How I Met Your Mother hasn’t been as entertaining in recent episodes. They are wrapping up the series and while I will miss it, I think it comes at a good time for the show. But where they missed it lately on humor, they nailed it on life lessons. My dear friend Simone pointed out 10 Things she learned about Love from HIMYM in a recent post. In the 2nd to last episode, the narrator Ted said something that really struck a chord with me:
“And that’s how it goes. The friends, neighbors, drinking buddies, and partners in crime you love so much when you are young… as the years go by you just lose touch. You will be shocked to learn how easy it is to part ways with someone forever and that’s why when you find someone you want to keep around, you do something about it.” – Ted Mosby, How I Met Your Mother
And I paused the TV (well my laptop, actually). I sat there, alone, just processing that.
Especially as I’ve gotten older, I have learned that not everyone is meant to stay in our lives. Everyone we encounter, teaches us a some kind of lesson, whether it be about ourself, to help us through a particular situation, to show us who we do or don’t want to be, or just about life in general. Some people are just temporary friends, there to help us grow in some way, and that’s okay.

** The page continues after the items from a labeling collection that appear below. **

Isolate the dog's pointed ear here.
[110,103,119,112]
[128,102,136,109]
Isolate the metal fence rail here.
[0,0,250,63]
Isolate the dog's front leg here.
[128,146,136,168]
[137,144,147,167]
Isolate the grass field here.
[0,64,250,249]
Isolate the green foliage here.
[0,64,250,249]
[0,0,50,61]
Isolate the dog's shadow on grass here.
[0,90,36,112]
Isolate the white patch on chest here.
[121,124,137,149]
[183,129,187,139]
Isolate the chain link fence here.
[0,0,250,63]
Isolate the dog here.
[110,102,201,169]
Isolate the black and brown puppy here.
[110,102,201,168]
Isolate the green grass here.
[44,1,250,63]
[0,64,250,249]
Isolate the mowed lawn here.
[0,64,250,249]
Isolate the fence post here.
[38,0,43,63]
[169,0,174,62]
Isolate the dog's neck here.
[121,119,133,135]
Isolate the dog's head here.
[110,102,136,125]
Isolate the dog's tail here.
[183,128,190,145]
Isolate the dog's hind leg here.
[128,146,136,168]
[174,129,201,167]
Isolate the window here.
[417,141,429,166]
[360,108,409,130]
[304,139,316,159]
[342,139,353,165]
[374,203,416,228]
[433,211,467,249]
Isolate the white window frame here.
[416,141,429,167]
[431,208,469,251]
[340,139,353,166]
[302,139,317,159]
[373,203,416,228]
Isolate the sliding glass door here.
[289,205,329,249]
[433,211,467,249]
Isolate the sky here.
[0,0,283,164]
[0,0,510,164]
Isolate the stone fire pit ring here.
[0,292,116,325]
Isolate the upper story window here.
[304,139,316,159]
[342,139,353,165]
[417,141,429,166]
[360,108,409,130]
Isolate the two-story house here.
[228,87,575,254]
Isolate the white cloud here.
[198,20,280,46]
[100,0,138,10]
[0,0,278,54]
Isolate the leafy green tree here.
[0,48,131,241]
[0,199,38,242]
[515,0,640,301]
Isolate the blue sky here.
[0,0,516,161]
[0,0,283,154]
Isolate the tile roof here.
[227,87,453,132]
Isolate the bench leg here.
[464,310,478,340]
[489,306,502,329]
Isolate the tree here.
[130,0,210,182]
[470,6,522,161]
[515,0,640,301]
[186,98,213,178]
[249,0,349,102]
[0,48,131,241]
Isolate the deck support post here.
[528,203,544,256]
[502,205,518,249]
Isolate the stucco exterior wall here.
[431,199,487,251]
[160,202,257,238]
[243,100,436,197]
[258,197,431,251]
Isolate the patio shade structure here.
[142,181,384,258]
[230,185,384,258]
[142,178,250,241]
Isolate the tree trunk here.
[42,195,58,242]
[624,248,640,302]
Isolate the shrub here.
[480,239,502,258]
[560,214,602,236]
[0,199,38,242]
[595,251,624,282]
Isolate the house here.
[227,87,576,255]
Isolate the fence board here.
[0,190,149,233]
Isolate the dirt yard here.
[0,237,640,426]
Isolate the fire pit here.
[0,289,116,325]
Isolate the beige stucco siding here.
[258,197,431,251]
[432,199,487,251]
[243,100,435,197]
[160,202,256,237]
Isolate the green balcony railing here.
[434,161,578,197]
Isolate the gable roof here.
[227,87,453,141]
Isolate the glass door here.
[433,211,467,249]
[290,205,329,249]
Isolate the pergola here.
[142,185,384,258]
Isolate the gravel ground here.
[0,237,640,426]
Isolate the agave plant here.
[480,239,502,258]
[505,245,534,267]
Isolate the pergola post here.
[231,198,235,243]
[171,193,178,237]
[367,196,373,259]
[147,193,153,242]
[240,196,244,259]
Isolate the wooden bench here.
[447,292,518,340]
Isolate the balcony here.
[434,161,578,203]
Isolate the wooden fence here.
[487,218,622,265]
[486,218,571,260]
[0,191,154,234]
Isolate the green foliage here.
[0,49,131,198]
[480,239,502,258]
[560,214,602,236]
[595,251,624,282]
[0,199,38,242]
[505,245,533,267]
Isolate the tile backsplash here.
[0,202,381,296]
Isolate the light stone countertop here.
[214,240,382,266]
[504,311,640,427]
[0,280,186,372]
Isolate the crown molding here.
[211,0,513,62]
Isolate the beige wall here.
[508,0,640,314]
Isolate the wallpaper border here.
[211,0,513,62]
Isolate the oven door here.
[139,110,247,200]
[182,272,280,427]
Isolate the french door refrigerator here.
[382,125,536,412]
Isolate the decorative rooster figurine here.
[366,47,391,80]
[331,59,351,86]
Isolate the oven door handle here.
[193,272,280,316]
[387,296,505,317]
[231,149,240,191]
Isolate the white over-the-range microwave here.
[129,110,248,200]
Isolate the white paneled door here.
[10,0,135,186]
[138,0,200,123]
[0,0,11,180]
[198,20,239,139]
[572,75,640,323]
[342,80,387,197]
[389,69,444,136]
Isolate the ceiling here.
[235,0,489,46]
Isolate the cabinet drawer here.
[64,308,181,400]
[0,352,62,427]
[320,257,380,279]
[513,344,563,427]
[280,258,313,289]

But then there are those special friends that you want to be apart of your life for the long haul. Those people who make you happy, who make you laugh, who help you when you’re in need. People who genuinely care. They are the ones worth keeping in your life.
Keeping them around isn’t always that easy. Some just slip and fade away because life got in the way. It it really is shockingly easy to part ways with people forever. There are those we meant to have stick around but just didn’t put in enough effort to make it happen.
We’re not in school anymore and we’re not surrounded by the same people everyday. As kids, friendships were about conveniency. They were right there, everyday. You didn’t need a cell phone because you’d see the darn kid the next day in Homeroom. Now, you have to work on your friendships; you have to make an effort for those you want to keep in your life.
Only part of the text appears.